Unfortunately, the worldwide spread of the coronavirus is being used by fraudsters to scare people into clicking on fake links, open malicious email attachments or give out confidential information. Be careful both at work and at home with any information you receive related to the coronavirus including emails, attachments, any social media, texts on your phone – anything.

Look out for titles or subject lines like:

  • Check updated coronavirus map in your city
  • Coronavirus infection warning from local school district
  • Keeping your children safe from coronavirus

Watch for emails or social media messaging about coronavirus that appear to be from the CDC or World Health Organization. They may only appear to be from these organizations.

You might even get a scam phone call to raise funds for ‘victims’. The scammers’ ultimate goal is to obtain your personal information for financial gain or to trick you into donating.
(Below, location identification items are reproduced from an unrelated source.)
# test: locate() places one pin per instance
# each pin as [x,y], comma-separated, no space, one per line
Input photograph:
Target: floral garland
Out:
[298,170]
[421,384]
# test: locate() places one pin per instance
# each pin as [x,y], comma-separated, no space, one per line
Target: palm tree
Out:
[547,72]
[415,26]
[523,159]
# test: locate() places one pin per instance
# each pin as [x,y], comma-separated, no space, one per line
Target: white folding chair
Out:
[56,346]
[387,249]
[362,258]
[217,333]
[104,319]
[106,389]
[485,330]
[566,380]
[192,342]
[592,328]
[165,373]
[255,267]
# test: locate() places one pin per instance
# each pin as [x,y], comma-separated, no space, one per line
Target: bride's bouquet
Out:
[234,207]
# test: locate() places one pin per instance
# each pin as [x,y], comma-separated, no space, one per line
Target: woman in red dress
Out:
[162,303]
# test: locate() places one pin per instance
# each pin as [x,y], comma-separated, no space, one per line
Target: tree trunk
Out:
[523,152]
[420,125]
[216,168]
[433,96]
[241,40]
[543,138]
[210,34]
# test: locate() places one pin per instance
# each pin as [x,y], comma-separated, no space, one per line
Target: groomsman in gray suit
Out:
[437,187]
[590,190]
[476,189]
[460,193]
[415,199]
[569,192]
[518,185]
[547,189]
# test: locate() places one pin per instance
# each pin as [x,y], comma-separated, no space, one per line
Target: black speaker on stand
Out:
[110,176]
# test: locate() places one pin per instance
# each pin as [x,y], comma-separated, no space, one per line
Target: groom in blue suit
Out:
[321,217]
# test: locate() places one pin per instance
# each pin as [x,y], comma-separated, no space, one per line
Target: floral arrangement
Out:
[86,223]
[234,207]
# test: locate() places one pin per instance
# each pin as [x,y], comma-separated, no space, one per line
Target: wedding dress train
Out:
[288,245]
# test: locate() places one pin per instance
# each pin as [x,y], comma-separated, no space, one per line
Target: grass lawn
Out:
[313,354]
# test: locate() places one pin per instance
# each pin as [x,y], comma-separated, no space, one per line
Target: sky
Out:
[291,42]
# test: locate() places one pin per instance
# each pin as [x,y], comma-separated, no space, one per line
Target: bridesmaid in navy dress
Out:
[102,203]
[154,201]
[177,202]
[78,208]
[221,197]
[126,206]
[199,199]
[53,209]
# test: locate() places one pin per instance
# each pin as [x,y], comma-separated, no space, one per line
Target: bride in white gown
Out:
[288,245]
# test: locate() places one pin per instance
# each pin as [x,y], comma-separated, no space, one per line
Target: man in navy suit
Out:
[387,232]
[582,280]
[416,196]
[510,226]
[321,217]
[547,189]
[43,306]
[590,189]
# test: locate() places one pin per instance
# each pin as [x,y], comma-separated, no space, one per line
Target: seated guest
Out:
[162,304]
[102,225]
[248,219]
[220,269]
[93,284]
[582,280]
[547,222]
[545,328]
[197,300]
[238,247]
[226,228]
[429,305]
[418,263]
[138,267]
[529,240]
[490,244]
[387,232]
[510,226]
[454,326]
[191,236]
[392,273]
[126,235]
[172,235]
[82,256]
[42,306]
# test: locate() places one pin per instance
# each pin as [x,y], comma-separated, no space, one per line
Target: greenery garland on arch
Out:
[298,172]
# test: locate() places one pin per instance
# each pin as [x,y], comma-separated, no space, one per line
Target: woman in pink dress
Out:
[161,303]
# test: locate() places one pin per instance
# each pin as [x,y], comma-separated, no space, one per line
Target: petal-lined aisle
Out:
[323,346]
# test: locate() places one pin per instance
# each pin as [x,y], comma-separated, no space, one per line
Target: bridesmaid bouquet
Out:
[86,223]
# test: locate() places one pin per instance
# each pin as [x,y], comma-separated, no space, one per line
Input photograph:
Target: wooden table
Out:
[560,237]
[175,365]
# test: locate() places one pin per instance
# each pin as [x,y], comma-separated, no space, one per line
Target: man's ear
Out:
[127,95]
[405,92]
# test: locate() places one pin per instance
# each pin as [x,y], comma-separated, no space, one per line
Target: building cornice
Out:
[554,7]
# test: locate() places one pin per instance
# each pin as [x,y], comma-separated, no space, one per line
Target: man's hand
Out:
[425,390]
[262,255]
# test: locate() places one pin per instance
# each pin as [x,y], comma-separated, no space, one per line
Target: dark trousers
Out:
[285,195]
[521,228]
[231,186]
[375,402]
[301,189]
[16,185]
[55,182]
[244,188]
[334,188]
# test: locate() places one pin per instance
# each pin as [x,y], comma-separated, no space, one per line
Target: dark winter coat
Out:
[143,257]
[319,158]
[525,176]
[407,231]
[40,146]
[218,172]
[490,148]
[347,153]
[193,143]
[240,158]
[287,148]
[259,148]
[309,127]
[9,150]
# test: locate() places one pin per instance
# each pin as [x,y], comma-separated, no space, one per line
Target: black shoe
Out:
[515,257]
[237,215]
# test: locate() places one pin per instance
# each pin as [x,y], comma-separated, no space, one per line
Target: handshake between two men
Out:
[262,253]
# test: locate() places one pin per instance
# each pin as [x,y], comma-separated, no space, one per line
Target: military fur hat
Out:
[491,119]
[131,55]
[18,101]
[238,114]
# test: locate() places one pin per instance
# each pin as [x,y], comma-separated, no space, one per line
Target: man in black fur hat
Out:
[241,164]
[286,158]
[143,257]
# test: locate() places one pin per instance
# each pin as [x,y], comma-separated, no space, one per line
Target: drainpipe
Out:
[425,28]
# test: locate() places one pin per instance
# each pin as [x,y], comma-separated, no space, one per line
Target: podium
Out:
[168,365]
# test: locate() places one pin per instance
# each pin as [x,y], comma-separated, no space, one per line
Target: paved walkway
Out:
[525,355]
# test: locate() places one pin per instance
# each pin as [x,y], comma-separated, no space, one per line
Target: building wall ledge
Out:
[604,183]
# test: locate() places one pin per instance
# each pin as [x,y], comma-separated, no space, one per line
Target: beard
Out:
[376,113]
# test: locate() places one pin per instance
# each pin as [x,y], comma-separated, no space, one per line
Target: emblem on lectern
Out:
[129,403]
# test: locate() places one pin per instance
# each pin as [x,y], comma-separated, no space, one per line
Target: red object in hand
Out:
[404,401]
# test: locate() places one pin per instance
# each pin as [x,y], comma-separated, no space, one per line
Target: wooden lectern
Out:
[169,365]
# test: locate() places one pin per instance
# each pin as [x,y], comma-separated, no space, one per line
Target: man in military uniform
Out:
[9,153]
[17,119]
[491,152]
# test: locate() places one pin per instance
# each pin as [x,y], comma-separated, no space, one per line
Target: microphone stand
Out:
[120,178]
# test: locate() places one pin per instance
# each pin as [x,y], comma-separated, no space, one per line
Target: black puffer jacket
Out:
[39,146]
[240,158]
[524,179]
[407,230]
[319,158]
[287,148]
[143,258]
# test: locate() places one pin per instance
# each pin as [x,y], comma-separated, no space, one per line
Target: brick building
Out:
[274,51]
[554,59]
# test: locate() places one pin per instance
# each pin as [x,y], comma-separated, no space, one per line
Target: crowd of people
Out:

How can you avoid these scams?

Whether it is Coronavirus-related or another scam, here are some tips to help protect yourself:

  1. Don’t click on links or open email attachments from sources you don’t know.
  2. Never donate to any ‘charity’ unless you have researched it to be sure it is legitimate. The FTC provides a great article on avoiding charity scams. Be leery of anyone who wants you to donate by cash, gift card or wiring money, as that often indicates a scam. It is better to donate by credit card or check, and never provide confidential information, such as your bank account number.
  3. The FTC has provided an article specifically about coronavirus scams.
  4. If you receive an email or text with a link from an organization that sounds legitimate, such as the CDC, do not donate through that link. Instead, contact them on their website or by calling a phone number you know is official.

In the coming weeks and months, there will be countless scams related to coronavirus attempting to trick you and your loved ones to respond out of concern or fear. Just remember to think before you click or give.